For a sufficiently large number of epochs, if there exists a linear classifier through the origin that correctly classifies the training samples (i.e. the training set is linearly separable), this simple algorithm actually will find a solution to that problem. Typically, there are many solutions, but the algorithm will find one. And note that the one found is not, in general, the "optimal" one, where the points are "best" separated, just one where the points are separated.

Support Vector Machines: "better" linear classifiers

While the Perceptron algorithm finds one possible classifier, it is clear that this may not be the "best" one. See the following figure:

Different linear classifiers over the same dataset

Linear classifiers do generalise relatively well and the epochs parameter could be used as a form of regularisation. Still, we could end up with a perceptron classifier like in figure (a), very dependent on noisy data and that doesn't generalise well. Support Vector Machines (SVM, which we will not develop further in this course except in this small discussion) are linear classifiers that try to maximise the boundary with the classified data. So here we enter the realm of "optimisation", usually achieved employing a gradient-based approach that we'll see when discussing neural networks: it is no longer indifferent one classifier that separates the data from another, but SVM (should) retrieve the classifier that is more "far away" from the two datasets, on both the directions (figure (b)). The second important characteristic of SVM is that this optimisation can be "adjusted" to consider not only the points that lie closest to the decision surface (the "support vectors", from which the name..) but rather to give importance to the points that are farther away from the boundary. This adjustment takes the form of a regularisation parameter that can try to optimize with the cross-validation technique above. So, in the figure example, we intuitively see that the third classifier ( figure (c) ) would be the best for our dataset, it will better match with the nature of our data, even if it would make some classification mistakes, and we can steer an SVM algorithm toward the one depicted on figure (c) by increasing its regularisation parameter.

Using linear classifiers for non-linear classification

Often the relationship between the X and the Y is not linear in nature, and even employing the best linear classifier would result in significant classification errors (same for regressions). The "good news" is that we can easily engineer our data performing non-linear transformation over it and still using a linear classifier.

For example in the left diagram in the figure below, the three points are not separable in one dimension:

Inseparable points becoming separable in higher dimensions

However, we can "engineer" our dataset by creating a new dimension that is the square of our original dimension (diagram on the right): the points are now clearly separable by a linear classifier !

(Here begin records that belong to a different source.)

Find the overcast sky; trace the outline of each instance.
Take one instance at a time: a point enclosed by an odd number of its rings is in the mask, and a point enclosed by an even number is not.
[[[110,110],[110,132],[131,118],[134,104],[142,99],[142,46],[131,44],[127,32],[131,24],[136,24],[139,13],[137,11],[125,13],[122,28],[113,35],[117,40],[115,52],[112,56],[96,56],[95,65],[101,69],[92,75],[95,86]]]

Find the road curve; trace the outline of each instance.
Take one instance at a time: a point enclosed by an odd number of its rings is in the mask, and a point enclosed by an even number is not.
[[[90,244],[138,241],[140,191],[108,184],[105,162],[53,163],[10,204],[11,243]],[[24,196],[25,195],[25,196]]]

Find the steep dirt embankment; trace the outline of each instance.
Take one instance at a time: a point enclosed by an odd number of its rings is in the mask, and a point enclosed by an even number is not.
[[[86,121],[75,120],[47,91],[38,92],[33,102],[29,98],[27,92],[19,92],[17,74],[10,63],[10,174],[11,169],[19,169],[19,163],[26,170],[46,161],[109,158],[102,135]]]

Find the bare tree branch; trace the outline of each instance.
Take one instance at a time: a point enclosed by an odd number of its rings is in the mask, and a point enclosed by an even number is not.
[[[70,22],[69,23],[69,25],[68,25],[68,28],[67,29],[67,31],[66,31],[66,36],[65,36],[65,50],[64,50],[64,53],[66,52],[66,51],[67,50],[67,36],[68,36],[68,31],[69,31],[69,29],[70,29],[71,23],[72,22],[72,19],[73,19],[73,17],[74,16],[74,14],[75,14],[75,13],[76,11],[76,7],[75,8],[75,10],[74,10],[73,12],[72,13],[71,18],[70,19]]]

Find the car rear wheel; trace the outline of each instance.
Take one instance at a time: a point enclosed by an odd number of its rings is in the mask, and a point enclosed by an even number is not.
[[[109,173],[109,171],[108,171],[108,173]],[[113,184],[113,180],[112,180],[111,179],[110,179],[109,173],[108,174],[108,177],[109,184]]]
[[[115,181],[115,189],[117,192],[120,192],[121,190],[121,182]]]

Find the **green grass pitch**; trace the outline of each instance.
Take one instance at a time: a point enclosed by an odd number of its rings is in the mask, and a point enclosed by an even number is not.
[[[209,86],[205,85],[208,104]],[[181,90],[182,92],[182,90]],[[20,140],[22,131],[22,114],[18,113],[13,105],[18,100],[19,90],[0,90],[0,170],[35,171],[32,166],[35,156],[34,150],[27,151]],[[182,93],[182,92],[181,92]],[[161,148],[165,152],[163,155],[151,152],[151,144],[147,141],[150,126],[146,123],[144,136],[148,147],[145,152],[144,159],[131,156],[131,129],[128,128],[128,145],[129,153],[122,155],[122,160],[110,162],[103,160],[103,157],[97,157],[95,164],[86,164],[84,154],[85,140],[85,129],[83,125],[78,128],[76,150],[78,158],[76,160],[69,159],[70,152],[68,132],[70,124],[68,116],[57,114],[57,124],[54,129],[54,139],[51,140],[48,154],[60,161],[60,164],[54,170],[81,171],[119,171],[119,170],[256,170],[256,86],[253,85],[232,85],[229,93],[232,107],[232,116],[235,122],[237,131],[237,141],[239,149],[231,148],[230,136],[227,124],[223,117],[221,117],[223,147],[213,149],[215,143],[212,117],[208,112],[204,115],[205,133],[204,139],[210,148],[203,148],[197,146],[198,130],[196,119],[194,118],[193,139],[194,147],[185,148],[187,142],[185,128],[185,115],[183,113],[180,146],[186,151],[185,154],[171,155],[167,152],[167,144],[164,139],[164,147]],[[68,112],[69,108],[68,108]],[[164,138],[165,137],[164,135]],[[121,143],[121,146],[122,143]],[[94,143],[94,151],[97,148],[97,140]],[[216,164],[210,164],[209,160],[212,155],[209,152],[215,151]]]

The "bad news" is that this engineering is not "learned" by the algorithm, but it is something we still do on a case-by-case, using our expertise of the specific problem on hand. This is the main difference between linear algorithms used together with feature transformation and more "modern" non-linear algorithms where the non-linearity is learned from the data itself, like in trees-based approaches and neural networks.